Disclaimer: I am not an expert on this topic and only a fellow student of ZK protocols. Most of this answer is based on the article "Sorting out zero-knowledge", mentioned below, and corrections to this answer is very welcome.
I think what are you seeking is systems with the stronger notion of zero-knowledge with auxiliary input¹, which states that
"no matter which additional input is given to the verifier before the interaction with the prover, the interaction does not help the verifier learn anything at all that he could not have learnt by himself given the same additional input".²
(The additional input considering your scenario would be the information in you got in previous proofs)
1: Y. Oren, "On the cunning power of cheating verifiers: Some observations about zero knowledge proofs," 28th Annual Symposium on Foundations of Computer Science (sfcs 1987), Los Angeles, CA, USA, 1987, pp. 462-471.
2: Brassard, Gilles, and Claude Crepeau. "Sorting out zero-knowledge." Advances in Cryptology—EUROCRYPT’89: Workshop on the Theory and Application of Cryptographic Techniques Houthalen, Belgium, April 10–13, 1989 Proceedings 8. Springer Berlin Heidelberg, 1990.

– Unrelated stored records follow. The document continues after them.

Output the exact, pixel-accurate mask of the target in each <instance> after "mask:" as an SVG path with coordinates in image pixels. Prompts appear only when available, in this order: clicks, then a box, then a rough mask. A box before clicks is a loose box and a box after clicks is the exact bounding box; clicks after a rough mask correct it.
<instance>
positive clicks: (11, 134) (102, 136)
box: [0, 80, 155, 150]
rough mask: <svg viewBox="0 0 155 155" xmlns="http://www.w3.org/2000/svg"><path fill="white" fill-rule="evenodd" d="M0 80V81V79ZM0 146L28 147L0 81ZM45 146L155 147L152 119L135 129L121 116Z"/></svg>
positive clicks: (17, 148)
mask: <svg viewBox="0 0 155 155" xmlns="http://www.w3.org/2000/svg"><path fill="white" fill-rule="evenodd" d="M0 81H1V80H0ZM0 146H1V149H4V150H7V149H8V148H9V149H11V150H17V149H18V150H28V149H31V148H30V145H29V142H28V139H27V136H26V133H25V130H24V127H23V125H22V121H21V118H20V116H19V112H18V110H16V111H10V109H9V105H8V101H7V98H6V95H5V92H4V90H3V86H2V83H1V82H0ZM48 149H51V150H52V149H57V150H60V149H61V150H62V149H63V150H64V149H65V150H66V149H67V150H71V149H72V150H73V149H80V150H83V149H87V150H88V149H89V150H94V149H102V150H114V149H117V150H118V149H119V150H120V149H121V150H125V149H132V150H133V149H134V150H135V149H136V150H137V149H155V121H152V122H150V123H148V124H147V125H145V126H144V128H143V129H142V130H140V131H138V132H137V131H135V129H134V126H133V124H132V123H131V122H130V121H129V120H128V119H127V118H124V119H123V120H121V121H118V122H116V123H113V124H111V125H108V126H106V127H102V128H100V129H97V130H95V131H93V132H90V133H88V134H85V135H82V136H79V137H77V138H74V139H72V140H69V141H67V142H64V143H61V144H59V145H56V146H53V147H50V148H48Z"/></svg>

Regarding your comment "But does it make sense to keep calling them "zero knowledge proofs" then? It feels misleading."
This question was also raised by Feige, Fiat and Shamir in their paper "Zero-knowledge proofs of identity". There, they call what you refer as ZK proof as a ZK proof of assertion, and they propose a definition of ZK where the prover prove that he knows the status of an information I with respect to a language L instead of proving that I belongs to L. In their own words:
As a motivating (but technically inaccurate) example, consider a prover A who
wants to prove to a skeptical B that he has settled Fermat's last theorem. With the type of proof introduced in this paper, A can convince B that he is a mathematical superstar without telling B anything new about the problem--not even whether he has found a proof or a counterexampte!
On the same vein, Galil, Haber and Yung also suggested that ZK proofs should be termed instead as proofs of minimum knowledge, meaning that they only reveal what is necessary for them to fulfill their intended purpose.